Sammy is the Managing Director and Cofounder of Blossom Street Ventures. Email him directly at sammy@blossomstreetventures.comI recently re-read “Hope is not a Strategy — The 6 Keys to Winning the Complex Sale” by Rick Page. The book is great and below are some excerpts which I found valuable.
“If business pain or political power for sponsorship is missing from the evaluation, it will sit on your forecast forever. Picking the right battles is the key to resource allocation. Most salespeople in the complex sale work at most, ten to twenty opportunities in a year.”
“The key to consultative selling is to determine the client’s needs first. It is even better if you help them determine what their needs are. If you first learn of an opportunity when the requirements definition lands on your desk, you have already missed the first step in the sales cycle. You are to some degree already out of control, especially if someone else helped write the requirements.”
“The salesperson who discusses the competition too early or too aggressively will be perceived as unprofessional or defensive. But one who doesn’t differentiate or control the issues will be in constant reaction mode.”
“The first step is to find a latent business problem and create a vision of what life could be like if they solve it. They also create a vision of what bad things could happen if it’s not solved because their biggest competitor is ‘no action’. This creates a gap between where the client is and where the client could be. The next step is to quantify the gap and define the financial return on investment. Then they must find a sponsor with enough power to whom this gap is politically painful and emotional because again, pain doesn’t come from the problem, it comes from the political embarrassment or the chance for glory.”
“IBM rarely had the best product the soonest. But it didn’t matter. They put the big blue label on it and drowned the client in enough service engineers to provide a technical solution. Clients paid a premium for low political risk because no one ever got fired for selecting IBM. They may not have had the best product at that time, but they had the best solution.”

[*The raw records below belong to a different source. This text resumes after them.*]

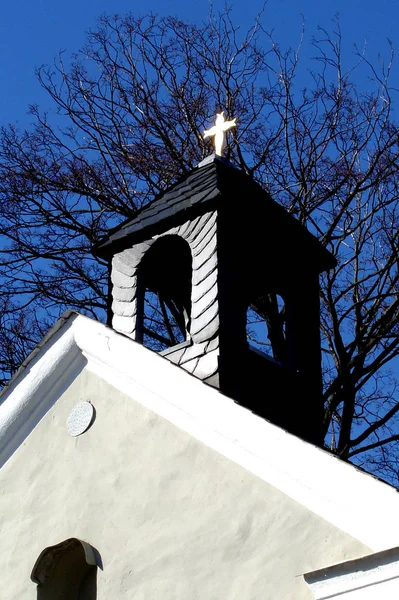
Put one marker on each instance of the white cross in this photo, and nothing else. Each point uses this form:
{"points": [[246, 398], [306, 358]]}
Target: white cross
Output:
{"points": [[217, 131]]}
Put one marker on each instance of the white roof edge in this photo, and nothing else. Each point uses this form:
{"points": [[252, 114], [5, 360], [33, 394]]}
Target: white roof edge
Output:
{"points": [[348, 498], [369, 573]]}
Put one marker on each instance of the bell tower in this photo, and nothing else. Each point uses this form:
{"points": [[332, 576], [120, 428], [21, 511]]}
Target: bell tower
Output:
{"points": [[190, 269]]}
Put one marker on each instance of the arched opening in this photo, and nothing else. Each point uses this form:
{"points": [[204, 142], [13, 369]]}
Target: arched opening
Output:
{"points": [[165, 293], [269, 327], [66, 571]]}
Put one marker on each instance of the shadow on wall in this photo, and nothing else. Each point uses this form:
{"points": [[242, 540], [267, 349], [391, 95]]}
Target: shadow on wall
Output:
{"points": [[67, 571]]}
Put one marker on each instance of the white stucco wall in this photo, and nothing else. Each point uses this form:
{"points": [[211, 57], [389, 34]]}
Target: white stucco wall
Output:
{"points": [[171, 518]]}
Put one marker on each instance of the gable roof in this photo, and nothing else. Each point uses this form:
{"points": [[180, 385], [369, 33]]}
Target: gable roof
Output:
{"points": [[350, 499], [204, 188]]}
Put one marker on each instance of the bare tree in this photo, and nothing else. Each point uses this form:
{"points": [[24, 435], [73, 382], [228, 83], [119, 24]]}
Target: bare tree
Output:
{"points": [[131, 109]]}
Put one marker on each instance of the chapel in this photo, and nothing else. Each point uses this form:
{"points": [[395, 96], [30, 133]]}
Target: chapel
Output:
{"points": [[174, 452]]}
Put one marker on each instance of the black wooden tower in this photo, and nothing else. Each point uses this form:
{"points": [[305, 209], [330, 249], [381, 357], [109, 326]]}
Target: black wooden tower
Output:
{"points": [[188, 270]]}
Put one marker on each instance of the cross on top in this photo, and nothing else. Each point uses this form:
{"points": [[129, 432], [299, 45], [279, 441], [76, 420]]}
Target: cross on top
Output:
{"points": [[218, 130]]}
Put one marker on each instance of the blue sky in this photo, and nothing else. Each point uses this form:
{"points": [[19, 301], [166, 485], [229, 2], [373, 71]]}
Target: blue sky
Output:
{"points": [[32, 33]]}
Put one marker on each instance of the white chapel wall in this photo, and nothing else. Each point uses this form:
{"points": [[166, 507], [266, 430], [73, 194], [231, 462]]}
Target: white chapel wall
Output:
{"points": [[171, 518]]}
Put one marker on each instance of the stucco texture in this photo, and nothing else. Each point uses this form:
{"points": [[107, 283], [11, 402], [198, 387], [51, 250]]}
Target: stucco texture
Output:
{"points": [[171, 518]]}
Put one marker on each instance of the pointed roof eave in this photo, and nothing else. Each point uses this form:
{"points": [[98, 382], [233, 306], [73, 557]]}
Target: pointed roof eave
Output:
{"points": [[343, 495]]}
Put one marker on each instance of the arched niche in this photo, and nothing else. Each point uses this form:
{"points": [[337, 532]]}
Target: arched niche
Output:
{"points": [[67, 571], [164, 293]]}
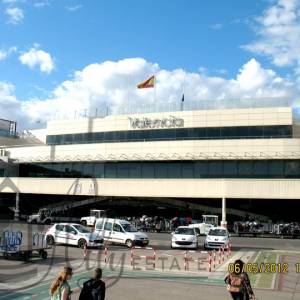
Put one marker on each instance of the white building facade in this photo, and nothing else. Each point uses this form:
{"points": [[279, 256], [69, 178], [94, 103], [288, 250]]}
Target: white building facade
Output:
{"points": [[219, 153]]}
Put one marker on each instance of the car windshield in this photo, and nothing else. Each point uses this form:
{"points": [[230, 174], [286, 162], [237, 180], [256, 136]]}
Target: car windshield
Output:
{"points": [[82, 229], [217, 232], [187, 231], [128, 228]]}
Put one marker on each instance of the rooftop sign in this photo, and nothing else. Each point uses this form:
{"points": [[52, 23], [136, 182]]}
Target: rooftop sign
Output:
{"points": [[170, 122]]}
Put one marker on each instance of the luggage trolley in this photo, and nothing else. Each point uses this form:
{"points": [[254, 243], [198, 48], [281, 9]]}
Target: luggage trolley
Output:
{"points": [[11, 246]]}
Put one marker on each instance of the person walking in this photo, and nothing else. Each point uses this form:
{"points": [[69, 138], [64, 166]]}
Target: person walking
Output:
{"points": [[93, 289], [60, 288], [238, 283]]}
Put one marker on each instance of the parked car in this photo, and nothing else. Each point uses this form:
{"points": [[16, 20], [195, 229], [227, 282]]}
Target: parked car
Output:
{"points": [[185, 237], [216, 238], [43, 216], [203, 227], [94, 215], [122, 232], [73, 234]]}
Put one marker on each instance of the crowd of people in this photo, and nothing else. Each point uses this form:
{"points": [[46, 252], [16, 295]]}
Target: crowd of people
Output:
{"points": [[237, 282]]}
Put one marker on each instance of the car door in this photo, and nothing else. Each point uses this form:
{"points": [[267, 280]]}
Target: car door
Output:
{"points": [[117, 234], [71, 235], [107, 230], [60, 234]]}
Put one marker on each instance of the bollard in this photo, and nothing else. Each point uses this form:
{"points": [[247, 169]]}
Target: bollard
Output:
{"points": [[214, 258], [185, 260], [131, 256], [222, 249], [84, 251], [105, 254], [209, 261]]}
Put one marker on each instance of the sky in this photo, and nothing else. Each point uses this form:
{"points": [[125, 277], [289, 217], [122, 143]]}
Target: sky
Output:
{"points": [[68, 58]]}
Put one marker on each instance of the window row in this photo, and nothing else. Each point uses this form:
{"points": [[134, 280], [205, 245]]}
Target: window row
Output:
{"points": [[169, 169], [173, 134]]}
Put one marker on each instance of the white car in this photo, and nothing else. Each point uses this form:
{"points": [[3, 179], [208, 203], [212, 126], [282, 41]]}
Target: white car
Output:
{"points": [[118, 231], [73, 234], [204, 228], [185, 237], [216, 238]]}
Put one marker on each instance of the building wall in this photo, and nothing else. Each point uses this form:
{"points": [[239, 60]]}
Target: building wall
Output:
{"points": [[181, 188], [198, 118], [166, 150]]}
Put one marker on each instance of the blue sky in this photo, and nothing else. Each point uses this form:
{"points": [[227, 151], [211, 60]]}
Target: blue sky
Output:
{"points": [[210, 38]]}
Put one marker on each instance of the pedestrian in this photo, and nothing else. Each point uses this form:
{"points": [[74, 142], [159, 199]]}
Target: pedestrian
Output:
{"points": [[60, 289], [93, 289], [238, 283]]}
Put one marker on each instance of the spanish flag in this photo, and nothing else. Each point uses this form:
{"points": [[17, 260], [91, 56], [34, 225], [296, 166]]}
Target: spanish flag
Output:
{"points": [[150, 82]]}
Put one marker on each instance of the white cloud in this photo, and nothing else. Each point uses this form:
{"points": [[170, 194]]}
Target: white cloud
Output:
{"points": [[15, 14], [36, 57], [73, 8], [4, 53], [113, 84], [216, 26], [278, 31]]}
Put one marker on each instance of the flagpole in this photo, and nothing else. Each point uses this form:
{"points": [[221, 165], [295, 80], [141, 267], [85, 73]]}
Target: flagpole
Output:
{"points": [[154, 91]]}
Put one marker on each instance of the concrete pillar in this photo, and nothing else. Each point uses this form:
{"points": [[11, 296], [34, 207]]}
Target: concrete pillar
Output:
{"points": [[17, 209], [224, 222]]}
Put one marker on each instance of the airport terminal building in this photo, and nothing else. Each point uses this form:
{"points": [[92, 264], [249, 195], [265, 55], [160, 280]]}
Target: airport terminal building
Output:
{"points": [[245, 155]]}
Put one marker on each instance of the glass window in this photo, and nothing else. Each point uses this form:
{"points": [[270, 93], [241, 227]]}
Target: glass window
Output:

“This is a critical part of the sale when we begin listening and out-caring the competition, thus building the bonds of rapport that will eventually lead to trust. Even if we know what the pains are, it’s not enough. The client needs to confess them.”
“Nobody asked for the VCR. Nobody put out a request for Windows. But customers knew they wanted it when they saw it. These were dormant pains.”
“Pain doesn’t come from the business problem, it comes from the political embarrassment of the business problem. If the pain or lost opportunity is not visible, then it’s not embarrassing and it will not drive business buying activity to a close.”
“having established this channel of communication, never give it up. Always have a good reason to call this executive back. “Do you mind if I keep you appraised of how the project is going? And by the way, when we do the needs assessment, we’d like to spend some time with you to understand what the strategic objectives are for this project.”
“The best of plans require critical thinking and that is perceived by some people as negative. It is true there is a self-fulfilling effect of positive thinking. However too often this results in assumptions or happy ears for salespeople who are always ignoring the facts. The account looks good, right up until it’s lost.”
“Flanking strategies in sales situations actually mean one of five things:
-Changing the power means encouraging your sponsors to exert their power or bring in influencers who have not been drawn to the evaluation yet.
-Integration is one of the benefits that separates a solution from a product. If you can link your solution into a client’s existing technology, they will benefit from lower risk and the simplicity of leverage of dealing with fewer vendors.
“You must refocus off the imagined political benefit of a lower price, and on the longer term benefits of the overall project. “Mr Prospect, how are you measured and what you will be remembered for three years from now won’t be the price, it will be the success of the project. If this goes well, the cost will be a detail. If the project goes poorly, no one will say ‘well at least we got a bargain.’”
“To a salesperson, project leaders can be gatekeepers. And they are often covered in political glue. Once you touch them you’re stuck. One approach is not to touch them at all. They may be nice people and they may be instrumental to your sale, but they can limit your navigation. Try not to take no from a person who can’t say yes.”